From Casetext: Smarter Legal Research

Knowles v. Wyandanch Union Free Sch. Dist.

SUPREME COURT - STATE OF NEW YORK I.A.S. PART XXXVI SUFFOLK COUNTY
Apr 3, 2013
2013 N.Y. Slip Op. 30731 (N.Y. Sup. Ct. 2013)

Opinion

INDEX NO.: 7788/11

04-03-2013

ROXY KNOWLES, an infant by her mother and natural guardian, TIA KNOWLES and TIA KNOWLES, individually, Plaintiff, v. THE WYANDANCH UNION FREE SCHOOL DISTRICT and MARTIN LUTHER KING ELEMENTARY SCHOOL, Defendants.

PLAINTIFF'S ATTORNEY: MARTIN L. GINSBERG, P.C. DEFENDANTS' ATTORNEY: SOBEL LAW GROUP, LLC


PRESENT:
HON. , JR., J.S.C.

CALENDAR NO.: 2012011580T

MOTION DATE: 1/17/13

MOTION NO.: 001 MD


PLAINTIFF'S ATTORNEY:

MARTIN L. GINSBERG, P.C.


DEFENDANTS' ATTORNEY:

SOBEL LAW GROUP, LLC

Upon the following papers numbered 1 to 16 read on this motion for summary judgment: Notice of Motion/ Order to Show Cause and supporting papers 1-11 ; Notice of Cross Motion and supporting papers ____; Answering Affidavits and supporting papers 12-16 ; Replying Affidavits and supporting papers ____; Other ____; (and after hearing counsel in support and opposed to the motion) it is,

ORDERED that the motion (motion sequence no. 001) of defendants for an order pursuant to CPLR R. 3212 granting summary judgment dismissing the complaint is denied.

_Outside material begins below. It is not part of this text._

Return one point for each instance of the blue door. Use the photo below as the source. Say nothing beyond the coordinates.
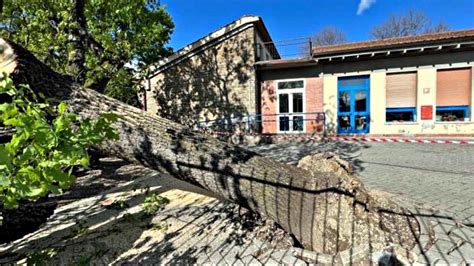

This is an action to recover damages, personally and derivatively, from the defendants Wyandanch Union Free School District (the "District") and Martin Luther King Elementary School (the "School") for injuries allegedly sustained by the infant plaintiff on November 17, 2010, when she fell from the monkey bars in the playground of the defendant School.

Defendants now move for summary judgment dismissing plaintiffs' complaint, alleging that they were not negligent; that the cause of the accident is vague, unclear and purely speculative; and that there was an assumption of risk by the infant plaintiff. In support of the motion defendants submit, inter alia, their attorney's affirmation, the transcripts of the depositions of the infant plaintiff, plaintiff Tia Knowles, and Peter J. Noto on behalf of the defendants, together with the pleadings and the bill of particulars. In opposition, plaintiffs submit, inter alia, their attorney's affirmation, a certified weather report, and the Public Playground Safety Handbook.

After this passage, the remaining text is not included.